For landfills, Encore uses ballasted foundations that Farrell said have enough weight to distribute the downward force of the panels over a wide area. Foundations at the Jericho site, he said, are prefabricated tubs that were filled with cement in the field.

Incentives Needed

With higher overall development costs comes a higher price per kilowatt-hour, which makes developing brownfields a significant market challenge.

In the case of the Jericho landfill, however, the local utility wanted to work with the community and bring the clean generation into one of its higher demand centers.

“Vermont Electric Cooperative was willing to sign on to a slightly higher [power purchase agreement] price for the landfill project in order to meet the town’s objectives of reusing that site, while also addressing their requirements under Vermont’s renewable energy standard.”

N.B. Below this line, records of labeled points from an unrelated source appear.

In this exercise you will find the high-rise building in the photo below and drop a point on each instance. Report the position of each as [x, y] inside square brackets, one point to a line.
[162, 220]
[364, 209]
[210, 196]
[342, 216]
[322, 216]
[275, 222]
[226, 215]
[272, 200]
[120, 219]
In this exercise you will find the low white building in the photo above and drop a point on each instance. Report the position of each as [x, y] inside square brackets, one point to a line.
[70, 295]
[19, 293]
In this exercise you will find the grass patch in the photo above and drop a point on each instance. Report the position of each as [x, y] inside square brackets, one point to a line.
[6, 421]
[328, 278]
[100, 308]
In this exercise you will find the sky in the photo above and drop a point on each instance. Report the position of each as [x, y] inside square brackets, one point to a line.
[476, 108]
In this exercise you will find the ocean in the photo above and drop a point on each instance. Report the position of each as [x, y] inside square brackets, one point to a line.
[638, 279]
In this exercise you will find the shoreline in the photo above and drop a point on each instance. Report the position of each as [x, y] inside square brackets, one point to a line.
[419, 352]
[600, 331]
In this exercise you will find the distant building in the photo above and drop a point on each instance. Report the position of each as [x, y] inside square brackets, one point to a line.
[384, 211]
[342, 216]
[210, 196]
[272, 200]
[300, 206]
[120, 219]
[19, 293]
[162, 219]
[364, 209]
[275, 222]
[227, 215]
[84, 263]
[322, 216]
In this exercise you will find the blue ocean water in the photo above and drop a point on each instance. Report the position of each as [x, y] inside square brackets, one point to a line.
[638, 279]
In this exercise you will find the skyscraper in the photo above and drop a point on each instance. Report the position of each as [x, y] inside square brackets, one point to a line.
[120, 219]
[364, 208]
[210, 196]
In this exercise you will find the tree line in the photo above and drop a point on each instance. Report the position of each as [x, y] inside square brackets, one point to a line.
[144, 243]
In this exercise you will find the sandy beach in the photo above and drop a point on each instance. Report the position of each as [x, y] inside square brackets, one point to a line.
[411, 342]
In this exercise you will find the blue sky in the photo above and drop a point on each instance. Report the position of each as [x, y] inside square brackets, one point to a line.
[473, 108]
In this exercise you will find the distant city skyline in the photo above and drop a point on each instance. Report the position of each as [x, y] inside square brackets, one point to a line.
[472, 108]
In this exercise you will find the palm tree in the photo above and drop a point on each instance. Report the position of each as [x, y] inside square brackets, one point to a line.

By pairing the landfill and gravel pit projects, Encore was able to achieve economies of scale and bring down the overall PPA cost to the utility, according to Farrell.

The dynamics that moved the Jericho arrays forward to completion would not be possible for all the developable landfills in the state.

“If the only projects that are selected in any kind of statewide selection process are all about the lowest per-kilowatt-hour price delivered, landfills can’t compete,” Farrell said.

Brownfields, carports and rooftops are statutorily defined in Vermont as preferred sites.

“That’s where the general public would like to see these generation assets,” Farrell said. “We have to do a better job of incentivizing these types of projects.”

The Vermont Climate Council’s recently adopted Initial Climate Action Plan calls for incentivizing solar development in “already altered locations” and discouraging siting new generation in “intact ecosystems.” It also calls for regulators to design a 100% renewable energy standard by 2030. Farrell is a legislatively appointed council member. (See Vt. Climate Council Adopts ‘Initial Climate Action Plan’.)

Landfills can only be one part of what Farrell sees as “multiple tranches” for solar development to help meet the state’s energy and environmental goals. Some landfills are challenging in terms of scale and topography, he said.

“Older municipal dumps often were only 1 or 2 acres, and they were built like a mound of trash, so they have excessive slope for us to be able to deliver even the ballasted racking projects,” he said.

That means the state needs a “mix and match” approach for the size of sites and projects it authorizes, he said. In addition to residential- and commercial-scale projects, and medium-scale brownfields, Farrells said Vermont needs 5-MW and larger facilities that might require 30 acres of open space, for example.

The large projects are “where we can really deliver solar at the lowest price points possible, which, in consideration of ratepayer impact, has to be part of the discussion,” Farrell said.